Ma la febbrile manomissione dei
delicati equilibri degli ecosistemi, almeno dal Novecento in avanti, è foriera
di sempre più gravi epidemie. Ricordando che molti virus, come il presente
Coronavirus, mutano velocemente. E l’inseguimento con vaccini e con medicine
appropriate per curare le malattie si rivela una corsa senza fine.
Veramente. La figura che si
impone è quella dell’apprendista stregone che non è più in grado di dominare
gli spiriti che ha evocato. In questo contesto, come nel contesto più vasto
della scommessa faustiana del capitalismo smisurato e illimitato.

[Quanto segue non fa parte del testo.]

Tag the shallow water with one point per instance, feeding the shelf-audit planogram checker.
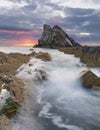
(60, 102)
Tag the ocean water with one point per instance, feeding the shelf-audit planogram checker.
(60, 102)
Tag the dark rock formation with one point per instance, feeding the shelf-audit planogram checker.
(55, 38)
(10, 108)
(90, 80)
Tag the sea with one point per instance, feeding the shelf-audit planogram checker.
(60, 102)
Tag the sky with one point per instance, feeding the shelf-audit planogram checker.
(21, 21)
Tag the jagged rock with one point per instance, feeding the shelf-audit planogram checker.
(43, 56)
(3, 58)
(90, 80)
(16, 89)
(10, 108)
(5, 123)
(55, 38)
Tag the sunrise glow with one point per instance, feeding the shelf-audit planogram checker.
(26, 43)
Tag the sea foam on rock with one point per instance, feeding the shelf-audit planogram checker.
(55, 38)
(90, 80)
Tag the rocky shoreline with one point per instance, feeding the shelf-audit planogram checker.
(9, 82)
(56, 38)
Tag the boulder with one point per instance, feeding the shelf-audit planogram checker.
(90, 80)
(16, 89)
(5, 123)
(43, 56)
(55, 38)
(10, 108)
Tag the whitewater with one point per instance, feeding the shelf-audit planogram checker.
(59, 102)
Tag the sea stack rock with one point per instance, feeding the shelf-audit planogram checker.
(55, 38)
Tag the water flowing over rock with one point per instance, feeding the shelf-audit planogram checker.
(55, 38)
(90, 80)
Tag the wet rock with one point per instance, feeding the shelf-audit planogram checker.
(4, 123)
(40, 75)
(10, 108)
(55, 38)
(3, 58)
(16, 89)
(90, 80)
(43, 56)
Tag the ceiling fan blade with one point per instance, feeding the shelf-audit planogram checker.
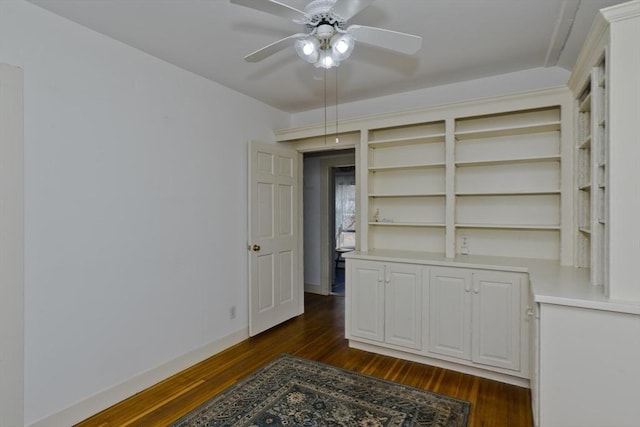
(274, 7)
(393, 40)
(274, 47)
(346, 9)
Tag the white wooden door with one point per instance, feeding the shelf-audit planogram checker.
(365, 299)
(403, 305)
(274, 288)
(450, 312)
(496, 319)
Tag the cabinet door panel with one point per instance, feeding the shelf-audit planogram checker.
(449, 312)
(496, 319)
(366, 294)
(403, 297)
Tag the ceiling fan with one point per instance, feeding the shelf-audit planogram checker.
(327, 39)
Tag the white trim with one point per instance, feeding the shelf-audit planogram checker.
(621, 12)
(485, 105)
(11, 246)
(136, 384)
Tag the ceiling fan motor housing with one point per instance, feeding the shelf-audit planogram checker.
(322, 19)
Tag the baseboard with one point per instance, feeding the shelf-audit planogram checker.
(496, 376)
(104, 399)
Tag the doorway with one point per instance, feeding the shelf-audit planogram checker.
(319, 217)
(343, 224)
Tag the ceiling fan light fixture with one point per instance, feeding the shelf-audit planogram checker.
(308, 48)
(342, 46)
(326, 60)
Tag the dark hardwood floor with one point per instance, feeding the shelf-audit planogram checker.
(317, 335)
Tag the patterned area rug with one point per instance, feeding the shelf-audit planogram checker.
(291, 391)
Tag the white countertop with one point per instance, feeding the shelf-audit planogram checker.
(551, 283)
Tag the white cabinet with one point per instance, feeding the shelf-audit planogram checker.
(385, 302)
(365, 290)
(497, 319)
(444, 313)
(476, 316)
(450, 312)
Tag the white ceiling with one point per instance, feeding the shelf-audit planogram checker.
(462, 40)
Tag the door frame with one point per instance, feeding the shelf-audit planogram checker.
(326, 254)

Prevenire è meglio che curare.
2. La biodiversità è garanzia
di sopravvivenza per tutte le forme di vita, compresa quella umana, nel
pianeta. Ogni giorno circa 200 specie del vivente vegetale e animale sono
costantemente minacciate di estinzione. Tra queste specie, le api, vero baricentro
vitale nel pianeta.
3. Nella transizione ecologica
e sociale, in campo ci sono le proposte praticabili del “Green New Deal”,
avanzate nel febbraio 2019 dai candidati democratici statunitensi Bernie
Sanders e Alexandria Ocasio-Cortez. Il fine è quello di affrontare al contempo
il cambiamento climatico e le sue conseguenze e l’ineguaglianza economica e il
disagio sociale.
L’altra
proposta, più radicale, viene dalle riflessioni dell’ecosocialismo. Un filone
molto importante in cui sono impegnati molti marxisti da Michael Löwy a John Bellamy Foster,
direttore della rivista Usa Monthly Review.
4.
La piccola agricoltura contadina
di sussistenza sostiene e sfama più di metà della popolazione mondiale.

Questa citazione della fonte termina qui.